- Born: Guildford, United Kingdom
- Education: Royal Academy of Music
- Occupation: Singer
- Website: https://www.jonathanmcgovern.co.uk

= Jonathan McGovern (singer) =

English baritone singer

Jonathan McGovern is an English baritone singer.

==Early life and education==
McGovern was born in Surrey, England, United Kingdom, and received professional training at the Royal Academy of Music. As the only child in the family, he enjoyed listening to Western classical music, especially Sergei Rachmaninoff and singing in choir, later singing with the Choir of King's College London as a choral scholar. He took the stage for the first time at the National Youth Music Theatre and, by the age of 12, made his debut at Glyndebourne in The Ragged Child.

==Career==
In January 2012, McGovern sang Schumann, Britten and Ralph Vaughan Williams at the Wigmore Hall and the same year performed as Yamadori in Madama Butterfly at the English National Opera. In 2015, McGovern played the role of Pelléas in James Conway's version of Pelléas et Mélisande with the English Touring Opera. Two years later, he played the same character in the same opera under the baton of Jac van Steen at the Garsington Opera in Wormsley Park. During the 2018 season, McGovern played Pelléas in Barrie Kosky's Pelléas et Mélisande at the Komische Oper Berlin. He also performed in Jette Steckel's The Magic Flute under the direction of Jean-Christophe Spinosi at the Hamburg State Opera and played a lead role in Barbora Horáková's L'Orfeo at the Teatro Arriaga in Bilbao, Spain.

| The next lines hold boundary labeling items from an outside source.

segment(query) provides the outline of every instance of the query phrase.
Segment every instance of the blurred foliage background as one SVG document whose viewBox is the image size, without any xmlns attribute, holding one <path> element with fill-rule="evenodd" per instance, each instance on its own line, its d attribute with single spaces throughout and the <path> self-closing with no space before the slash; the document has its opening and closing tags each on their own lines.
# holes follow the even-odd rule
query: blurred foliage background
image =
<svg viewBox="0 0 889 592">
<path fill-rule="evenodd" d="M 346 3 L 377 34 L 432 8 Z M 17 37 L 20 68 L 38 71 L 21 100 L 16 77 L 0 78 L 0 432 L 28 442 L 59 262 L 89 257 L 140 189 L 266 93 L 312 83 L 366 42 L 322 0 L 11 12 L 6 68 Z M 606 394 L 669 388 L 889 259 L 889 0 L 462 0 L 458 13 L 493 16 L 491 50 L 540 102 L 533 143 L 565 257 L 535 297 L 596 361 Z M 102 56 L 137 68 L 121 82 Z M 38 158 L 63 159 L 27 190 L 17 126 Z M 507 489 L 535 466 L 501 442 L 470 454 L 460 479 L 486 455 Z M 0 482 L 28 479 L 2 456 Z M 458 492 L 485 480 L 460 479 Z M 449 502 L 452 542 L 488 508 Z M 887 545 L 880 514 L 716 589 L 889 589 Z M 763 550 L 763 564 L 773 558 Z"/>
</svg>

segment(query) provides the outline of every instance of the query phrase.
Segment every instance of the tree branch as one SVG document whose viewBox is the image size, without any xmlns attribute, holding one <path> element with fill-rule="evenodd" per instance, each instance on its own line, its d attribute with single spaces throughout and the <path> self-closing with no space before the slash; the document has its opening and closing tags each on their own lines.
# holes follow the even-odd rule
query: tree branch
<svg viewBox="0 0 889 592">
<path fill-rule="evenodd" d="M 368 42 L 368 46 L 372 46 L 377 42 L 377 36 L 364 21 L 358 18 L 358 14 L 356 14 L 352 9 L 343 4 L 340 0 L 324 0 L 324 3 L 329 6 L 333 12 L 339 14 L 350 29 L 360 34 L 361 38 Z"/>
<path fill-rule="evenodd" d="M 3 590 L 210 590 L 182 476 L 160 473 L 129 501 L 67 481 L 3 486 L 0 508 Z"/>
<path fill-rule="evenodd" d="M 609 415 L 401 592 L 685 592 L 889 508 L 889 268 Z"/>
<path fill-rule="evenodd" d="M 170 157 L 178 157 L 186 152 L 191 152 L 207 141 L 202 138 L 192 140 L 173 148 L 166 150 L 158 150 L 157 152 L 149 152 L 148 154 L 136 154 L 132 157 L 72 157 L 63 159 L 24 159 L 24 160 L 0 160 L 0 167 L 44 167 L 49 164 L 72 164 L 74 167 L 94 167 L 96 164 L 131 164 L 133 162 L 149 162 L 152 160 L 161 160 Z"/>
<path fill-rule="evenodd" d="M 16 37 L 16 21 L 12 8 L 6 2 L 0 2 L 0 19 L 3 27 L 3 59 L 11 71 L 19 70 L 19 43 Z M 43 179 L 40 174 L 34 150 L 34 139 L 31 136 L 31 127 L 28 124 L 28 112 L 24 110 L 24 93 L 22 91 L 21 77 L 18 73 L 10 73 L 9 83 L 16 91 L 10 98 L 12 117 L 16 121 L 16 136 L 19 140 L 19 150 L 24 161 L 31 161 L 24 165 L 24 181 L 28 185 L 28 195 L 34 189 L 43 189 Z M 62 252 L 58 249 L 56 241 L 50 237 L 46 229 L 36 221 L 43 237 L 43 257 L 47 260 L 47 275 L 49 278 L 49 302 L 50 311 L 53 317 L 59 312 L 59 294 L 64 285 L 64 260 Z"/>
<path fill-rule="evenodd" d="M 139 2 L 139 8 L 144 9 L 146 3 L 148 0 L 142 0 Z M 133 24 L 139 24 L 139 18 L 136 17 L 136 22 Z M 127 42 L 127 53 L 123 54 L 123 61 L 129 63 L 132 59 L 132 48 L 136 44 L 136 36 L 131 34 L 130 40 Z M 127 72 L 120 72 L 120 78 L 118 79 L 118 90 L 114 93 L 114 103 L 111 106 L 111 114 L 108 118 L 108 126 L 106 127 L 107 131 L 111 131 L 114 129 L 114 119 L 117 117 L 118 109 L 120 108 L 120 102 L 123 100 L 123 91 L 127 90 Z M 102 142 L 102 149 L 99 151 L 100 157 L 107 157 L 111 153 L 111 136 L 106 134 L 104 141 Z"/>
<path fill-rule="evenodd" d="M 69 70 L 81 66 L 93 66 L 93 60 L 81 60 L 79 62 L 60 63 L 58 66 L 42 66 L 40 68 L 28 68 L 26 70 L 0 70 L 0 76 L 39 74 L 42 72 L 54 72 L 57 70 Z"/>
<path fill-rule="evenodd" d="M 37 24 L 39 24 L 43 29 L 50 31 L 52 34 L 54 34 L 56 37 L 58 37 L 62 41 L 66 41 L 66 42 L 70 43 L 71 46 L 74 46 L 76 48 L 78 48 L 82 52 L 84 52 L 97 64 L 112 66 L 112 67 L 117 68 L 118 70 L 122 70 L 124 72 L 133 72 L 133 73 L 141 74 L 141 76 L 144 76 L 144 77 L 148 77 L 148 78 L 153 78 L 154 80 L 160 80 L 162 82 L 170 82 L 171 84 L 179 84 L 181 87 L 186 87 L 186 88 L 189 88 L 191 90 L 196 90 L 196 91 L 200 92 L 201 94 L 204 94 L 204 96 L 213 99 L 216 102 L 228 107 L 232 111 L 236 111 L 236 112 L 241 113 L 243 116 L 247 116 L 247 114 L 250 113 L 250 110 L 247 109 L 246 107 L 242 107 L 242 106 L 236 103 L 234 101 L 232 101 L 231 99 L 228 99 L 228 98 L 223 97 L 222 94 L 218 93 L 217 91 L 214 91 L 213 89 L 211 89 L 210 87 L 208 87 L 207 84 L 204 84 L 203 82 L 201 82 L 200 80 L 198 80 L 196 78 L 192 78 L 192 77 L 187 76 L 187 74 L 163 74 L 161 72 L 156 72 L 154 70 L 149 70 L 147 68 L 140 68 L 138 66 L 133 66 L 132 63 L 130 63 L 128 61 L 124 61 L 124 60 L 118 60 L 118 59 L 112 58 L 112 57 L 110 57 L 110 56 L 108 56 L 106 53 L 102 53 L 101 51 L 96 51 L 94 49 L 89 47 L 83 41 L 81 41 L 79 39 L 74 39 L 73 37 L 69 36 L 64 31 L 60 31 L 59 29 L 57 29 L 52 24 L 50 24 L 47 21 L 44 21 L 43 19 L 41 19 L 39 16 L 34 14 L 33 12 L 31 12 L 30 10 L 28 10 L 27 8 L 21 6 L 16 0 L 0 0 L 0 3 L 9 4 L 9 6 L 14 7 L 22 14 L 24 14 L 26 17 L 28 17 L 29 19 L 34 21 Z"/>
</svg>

In 2018, he appeared in Michael Boyd's Don Giovanni at the Garsington Opera and then reprised his role as Papageno under Kent Nagano and made his debut with the Welsh National Opera as Prince Andrei in Prokofiev's War and Peace and Staatstheatre Klagenfurt as Pelléas. When it comes to concerts, McGovern sang in Dido and Aeneas at the Concertgebouw under the baton of Christian Curnyn and Gabriel Fauré's Requiem with the Orchestre Philharmonique de Liège under Hervé Niquet's baton. He also participated in Nico Muhly's The Last Letter with Britten Sinfonia and recorded songs by Mendelssohn with pianist Malcolm Martineau.

In 2020, he was scheduled to sing in Mozart's The Marriage of Figaro.